La giudice Valentina Tripaldi, al termine dell’udienza predibattimentale, ha rigettato la richiesta di proscioglimento e disposto la prosecuzione del giudizio. Il processo inizierà il 3 aprile 2026 davanti al giudice monocratico Patrizia Gramegna.
Secondo l’impianto accusatorio, sostenuto dalla pm Savina Toscani, Pepe avrebbe rivelato all’allora presidente della Regione Puglia, Michele Emiliano, l’imminenza di una perquisizione domiciliare e negli uffici della presidenza regionale da parte della Guardia di Finanza. Un’informazione che, se confermata in aula, avrebbe inciso direttamente sull’efficacia dell’indagine.
I fatti risalgono al 9 aprile 2019. In quel periodo Emiliano era indagato per finanziamento illecito e abuso d’ufficio in relazione alla campagna elettorale per le primarie del Partito democratico, procedimenti dai quali sarebbe poi stato assolto dal Tribunale di Torino. Proprio mentre la Guardia di Finanza si preparava a eseguire perquisizioni e sequestri di documenti, l’ex giornalista — all’epoca redattore web della Gazzetta del Mezzogiorno — si sarebbe recato negli uffici della presidenza regionale per avvertire Emiliano di quanto stava per accadere.

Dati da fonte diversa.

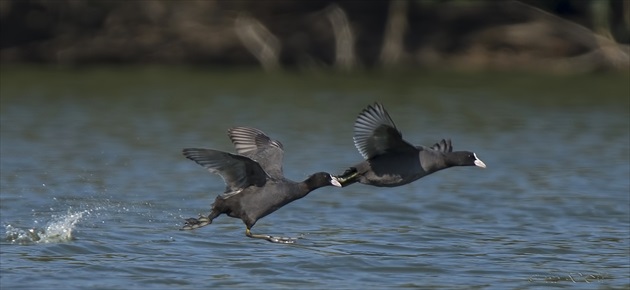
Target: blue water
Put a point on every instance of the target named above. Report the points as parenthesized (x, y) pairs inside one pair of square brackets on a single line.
[(93, 187)]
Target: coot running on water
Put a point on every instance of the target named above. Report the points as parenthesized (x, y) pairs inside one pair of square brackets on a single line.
[(255, 184)]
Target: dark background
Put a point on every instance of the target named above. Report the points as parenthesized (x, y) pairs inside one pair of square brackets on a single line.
[(532, 34)]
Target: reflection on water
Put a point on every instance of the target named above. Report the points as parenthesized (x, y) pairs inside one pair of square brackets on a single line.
[(92, 174)]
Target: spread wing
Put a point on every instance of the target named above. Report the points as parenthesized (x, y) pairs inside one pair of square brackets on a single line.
[(256, 145), (238, 172), (375, 133)]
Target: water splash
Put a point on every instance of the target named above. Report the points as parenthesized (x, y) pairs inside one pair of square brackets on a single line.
[(59, 229)]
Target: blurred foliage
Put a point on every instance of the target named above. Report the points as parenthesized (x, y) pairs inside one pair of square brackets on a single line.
[(558, 35)]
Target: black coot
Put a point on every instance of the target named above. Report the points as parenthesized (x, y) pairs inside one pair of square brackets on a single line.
[(255, 184), (390, 160)]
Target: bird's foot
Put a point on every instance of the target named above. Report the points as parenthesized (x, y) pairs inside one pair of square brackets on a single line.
[(193, 223), (281, 240)]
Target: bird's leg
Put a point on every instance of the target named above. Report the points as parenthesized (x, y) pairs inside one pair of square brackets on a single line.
[(201, 221), (281, 240)]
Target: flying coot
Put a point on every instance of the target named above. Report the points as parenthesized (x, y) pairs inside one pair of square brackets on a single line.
[(255, 184), (392, 161)]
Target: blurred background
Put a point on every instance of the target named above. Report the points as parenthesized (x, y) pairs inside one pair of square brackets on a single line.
[(558, 35), (98, 98)]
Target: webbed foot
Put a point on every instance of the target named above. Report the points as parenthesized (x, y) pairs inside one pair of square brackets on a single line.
[(279, 240), (193, 223)]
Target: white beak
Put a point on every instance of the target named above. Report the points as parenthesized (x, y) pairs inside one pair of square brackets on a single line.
[(478, 162), (334, 181)]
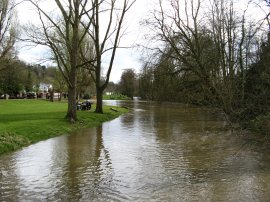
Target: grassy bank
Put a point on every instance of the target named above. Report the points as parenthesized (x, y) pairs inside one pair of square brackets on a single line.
[(23, 122)]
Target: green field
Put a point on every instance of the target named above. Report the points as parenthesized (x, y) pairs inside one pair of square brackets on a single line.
[(23, 122)]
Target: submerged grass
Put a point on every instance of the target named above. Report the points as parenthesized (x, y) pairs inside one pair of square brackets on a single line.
[(23, 122)]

Un gesto che, secondo la procura, avrebbe provocato “un grave nocumento all’attività investigativa”, costringendo gli inquirenti a rinviare le perquisizioni e consentendo agli indagati di venire a conoscenza dell’esistenza dell’inchiesta e dei provvedimenti in arrivo.

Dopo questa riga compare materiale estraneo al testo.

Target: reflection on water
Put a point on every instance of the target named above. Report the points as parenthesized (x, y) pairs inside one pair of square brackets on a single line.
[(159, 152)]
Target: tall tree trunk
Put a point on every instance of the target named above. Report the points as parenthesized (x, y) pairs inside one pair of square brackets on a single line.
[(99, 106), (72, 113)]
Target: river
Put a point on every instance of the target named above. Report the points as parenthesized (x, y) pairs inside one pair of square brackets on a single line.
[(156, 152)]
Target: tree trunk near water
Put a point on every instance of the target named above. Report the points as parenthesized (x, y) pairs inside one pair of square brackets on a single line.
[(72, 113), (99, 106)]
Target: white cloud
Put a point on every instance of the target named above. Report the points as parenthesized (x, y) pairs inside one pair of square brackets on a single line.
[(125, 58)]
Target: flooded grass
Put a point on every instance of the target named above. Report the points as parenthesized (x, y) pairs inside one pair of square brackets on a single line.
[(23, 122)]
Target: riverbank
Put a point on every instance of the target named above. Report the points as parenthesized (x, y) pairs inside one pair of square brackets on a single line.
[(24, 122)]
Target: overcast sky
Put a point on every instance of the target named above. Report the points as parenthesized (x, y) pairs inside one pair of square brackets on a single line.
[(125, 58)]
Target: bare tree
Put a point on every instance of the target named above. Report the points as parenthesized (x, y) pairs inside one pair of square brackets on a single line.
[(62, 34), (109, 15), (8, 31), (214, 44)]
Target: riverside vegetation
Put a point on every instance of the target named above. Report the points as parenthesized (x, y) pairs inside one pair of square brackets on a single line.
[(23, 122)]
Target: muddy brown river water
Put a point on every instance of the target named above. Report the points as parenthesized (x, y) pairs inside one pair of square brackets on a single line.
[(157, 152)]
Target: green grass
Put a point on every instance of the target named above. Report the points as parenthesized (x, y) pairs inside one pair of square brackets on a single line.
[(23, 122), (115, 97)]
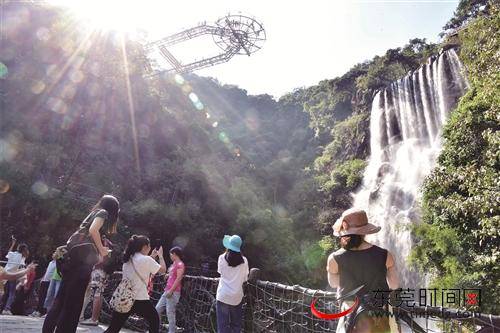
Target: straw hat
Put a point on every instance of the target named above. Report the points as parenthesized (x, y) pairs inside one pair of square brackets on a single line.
[(354, 222)]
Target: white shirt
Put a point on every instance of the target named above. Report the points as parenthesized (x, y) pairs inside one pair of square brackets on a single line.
[(230, 289), (50, 271), (14, 262), (145, 266)]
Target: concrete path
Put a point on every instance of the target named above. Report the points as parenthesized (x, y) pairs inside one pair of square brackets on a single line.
[(23, 324)]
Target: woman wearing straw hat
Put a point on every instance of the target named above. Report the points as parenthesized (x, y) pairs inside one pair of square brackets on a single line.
[(233, 269), (359, 263)]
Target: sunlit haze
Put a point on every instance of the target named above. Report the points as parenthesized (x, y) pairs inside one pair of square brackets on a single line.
[(306, 41)]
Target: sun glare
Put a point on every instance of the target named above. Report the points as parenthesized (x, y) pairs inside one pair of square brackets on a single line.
[(122, 16)]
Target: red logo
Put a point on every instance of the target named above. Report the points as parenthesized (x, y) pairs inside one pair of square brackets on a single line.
[(331, 316)]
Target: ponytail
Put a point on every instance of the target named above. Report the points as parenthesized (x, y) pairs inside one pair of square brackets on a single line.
[(134, 245)]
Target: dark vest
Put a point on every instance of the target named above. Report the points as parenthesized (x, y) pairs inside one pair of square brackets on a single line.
[(362, 267)]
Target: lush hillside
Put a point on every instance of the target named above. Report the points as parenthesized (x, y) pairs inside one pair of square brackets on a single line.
[(459, 242), (191, 159)]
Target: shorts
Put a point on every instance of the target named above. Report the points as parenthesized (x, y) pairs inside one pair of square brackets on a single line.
[(97, 281)]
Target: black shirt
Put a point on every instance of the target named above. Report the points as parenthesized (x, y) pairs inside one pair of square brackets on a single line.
[(362, 267)]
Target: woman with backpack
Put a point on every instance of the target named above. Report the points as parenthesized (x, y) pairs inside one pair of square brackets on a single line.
[(137, 269), (85, 249), (233, 269)]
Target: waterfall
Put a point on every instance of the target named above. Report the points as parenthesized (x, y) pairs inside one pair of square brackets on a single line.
[(405, 129)]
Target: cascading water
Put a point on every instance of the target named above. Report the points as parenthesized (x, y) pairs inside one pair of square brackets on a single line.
[(406, 121)]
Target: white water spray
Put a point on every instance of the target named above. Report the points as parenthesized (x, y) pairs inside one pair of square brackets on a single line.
[(405, 130)]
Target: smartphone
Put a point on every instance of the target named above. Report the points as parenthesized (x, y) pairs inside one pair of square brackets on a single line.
[(156, 243)]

Un elemento centrale del fascicolo riguarda la fonte dell’informazione. Le indagini hanno accertato che Pepe avrebbe appreso la notizia all’interno della redazione, da un collega, Massimiliano Scagliarini, inizialmente indagato e poi definitivamente prosciolto. Scagliarini si è costituito parte civile nel procedimento, assistito dall’avvocato Giovanni Piccoli, sostenendo di essere stato estraneo alla fuga di notizie.
Un dettaglio che pesa nella ricostruzione complessiva è la reazione dello stesso Emiliano, che — secondo quanto emerso — denunciò l’accaduto alla magistratura nello stesso giorno in cui ricevette l’informazione. Un comportamento che, sul piano politico e giudiziario, ha sempre rappresentato uno degli argomenti centrali della difesa dell’ex governatore, ma che non ha impedito alla procura di ritenere consumato il reato di favoreggiamento in capo al giornalista.

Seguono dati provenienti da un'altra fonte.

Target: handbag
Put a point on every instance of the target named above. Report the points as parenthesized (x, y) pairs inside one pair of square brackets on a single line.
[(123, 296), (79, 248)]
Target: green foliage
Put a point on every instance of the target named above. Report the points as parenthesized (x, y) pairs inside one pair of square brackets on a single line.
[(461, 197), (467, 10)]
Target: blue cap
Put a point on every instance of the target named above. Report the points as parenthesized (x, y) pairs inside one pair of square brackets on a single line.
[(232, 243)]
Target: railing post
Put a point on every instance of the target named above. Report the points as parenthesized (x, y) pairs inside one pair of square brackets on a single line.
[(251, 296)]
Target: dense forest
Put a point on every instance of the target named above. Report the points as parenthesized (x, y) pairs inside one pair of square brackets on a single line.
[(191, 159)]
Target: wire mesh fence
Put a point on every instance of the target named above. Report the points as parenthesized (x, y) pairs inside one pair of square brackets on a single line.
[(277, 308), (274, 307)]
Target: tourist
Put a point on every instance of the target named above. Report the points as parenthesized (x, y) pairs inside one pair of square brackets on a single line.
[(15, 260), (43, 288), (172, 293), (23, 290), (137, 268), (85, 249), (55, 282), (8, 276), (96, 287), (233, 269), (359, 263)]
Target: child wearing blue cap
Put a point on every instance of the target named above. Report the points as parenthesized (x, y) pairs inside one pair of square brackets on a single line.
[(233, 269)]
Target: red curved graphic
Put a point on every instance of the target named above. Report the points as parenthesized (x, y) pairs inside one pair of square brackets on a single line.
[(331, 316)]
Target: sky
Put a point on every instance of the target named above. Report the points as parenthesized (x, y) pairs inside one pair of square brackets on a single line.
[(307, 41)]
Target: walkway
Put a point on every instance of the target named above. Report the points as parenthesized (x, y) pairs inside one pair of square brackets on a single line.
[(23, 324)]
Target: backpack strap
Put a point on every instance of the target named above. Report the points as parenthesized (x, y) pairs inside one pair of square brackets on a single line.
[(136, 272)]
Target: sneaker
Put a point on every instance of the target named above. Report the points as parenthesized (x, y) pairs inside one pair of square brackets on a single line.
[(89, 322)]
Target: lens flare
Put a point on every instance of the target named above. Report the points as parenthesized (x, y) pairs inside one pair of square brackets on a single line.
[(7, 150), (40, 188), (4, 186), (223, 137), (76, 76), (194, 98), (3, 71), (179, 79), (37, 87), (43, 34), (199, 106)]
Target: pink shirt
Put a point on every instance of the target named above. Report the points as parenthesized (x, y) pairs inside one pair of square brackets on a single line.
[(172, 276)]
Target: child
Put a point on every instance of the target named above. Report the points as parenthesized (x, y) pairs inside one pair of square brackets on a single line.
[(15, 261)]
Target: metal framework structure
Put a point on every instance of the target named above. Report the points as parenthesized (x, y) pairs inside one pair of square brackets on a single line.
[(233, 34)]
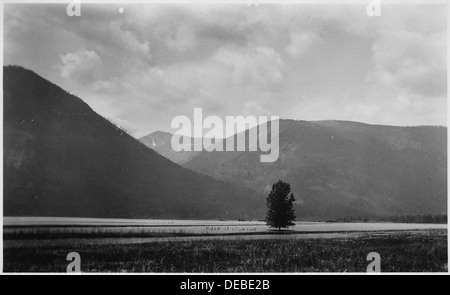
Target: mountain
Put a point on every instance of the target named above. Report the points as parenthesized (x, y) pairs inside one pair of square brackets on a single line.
[(161, 142), (63, 159), (340, 168)]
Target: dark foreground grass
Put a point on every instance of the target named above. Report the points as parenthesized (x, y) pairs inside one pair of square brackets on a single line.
[(399, 253)]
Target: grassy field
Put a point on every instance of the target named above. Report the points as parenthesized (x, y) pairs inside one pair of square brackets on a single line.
[(400, 252)]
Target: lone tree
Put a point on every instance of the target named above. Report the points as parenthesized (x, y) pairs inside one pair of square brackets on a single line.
[(280, 212)]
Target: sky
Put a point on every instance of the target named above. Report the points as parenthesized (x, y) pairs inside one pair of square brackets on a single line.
[(140, 65)]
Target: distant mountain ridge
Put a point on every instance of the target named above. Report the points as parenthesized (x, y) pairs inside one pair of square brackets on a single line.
[(161, 142), (63, 159), (343, 168)]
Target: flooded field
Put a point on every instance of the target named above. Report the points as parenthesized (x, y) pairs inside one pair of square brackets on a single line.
[(33, 244), (56, 225)]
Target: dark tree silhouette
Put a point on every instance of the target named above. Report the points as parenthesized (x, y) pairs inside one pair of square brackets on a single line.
[(280, 211)]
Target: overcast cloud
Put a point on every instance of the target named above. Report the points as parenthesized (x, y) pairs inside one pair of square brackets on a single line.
[(146, 65)]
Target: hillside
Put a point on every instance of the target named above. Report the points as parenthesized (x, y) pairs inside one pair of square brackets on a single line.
[(161, 143), (339, 168), (63, 159)]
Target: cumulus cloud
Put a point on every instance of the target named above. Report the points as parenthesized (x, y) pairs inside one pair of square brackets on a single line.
[(152, 62), (82, 65), (300, 43)]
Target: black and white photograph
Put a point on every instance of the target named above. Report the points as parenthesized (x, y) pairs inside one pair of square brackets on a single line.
[(224, 138)]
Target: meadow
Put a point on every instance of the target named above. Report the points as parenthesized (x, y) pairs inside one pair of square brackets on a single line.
[(42, 245), (400, 252)]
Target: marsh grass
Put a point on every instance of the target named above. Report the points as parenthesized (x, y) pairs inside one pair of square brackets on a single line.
[(399, 253)]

Nicola Pepe è difeso dagli avvocati Roberto Eustachio Sisto e Rosario Cristini, che contestano l’impostazione accusatoria e sostengono l’assenza di qualsiasi volontà di interferire con le indagini. Sarà ora il dibattimento a chiarire se quella comunicazione rappresentò una violazione grave dei doveri professionali e penali o un episodio privo di rilevanza criminosa.
Il caso riporta al centro una questione sensibile e mai risolta: il confine tra diritto di cronaca, segreto investigativo e responsabilità individuale. Un confine che, quando viene superato, non mette in discussione solo una singola condotta, ma l’equilibrio stesso tra informazione, potere e giustizia. Il processo di aprile dirà se quella soglia, a Bari, è stata davvero oltrepassata.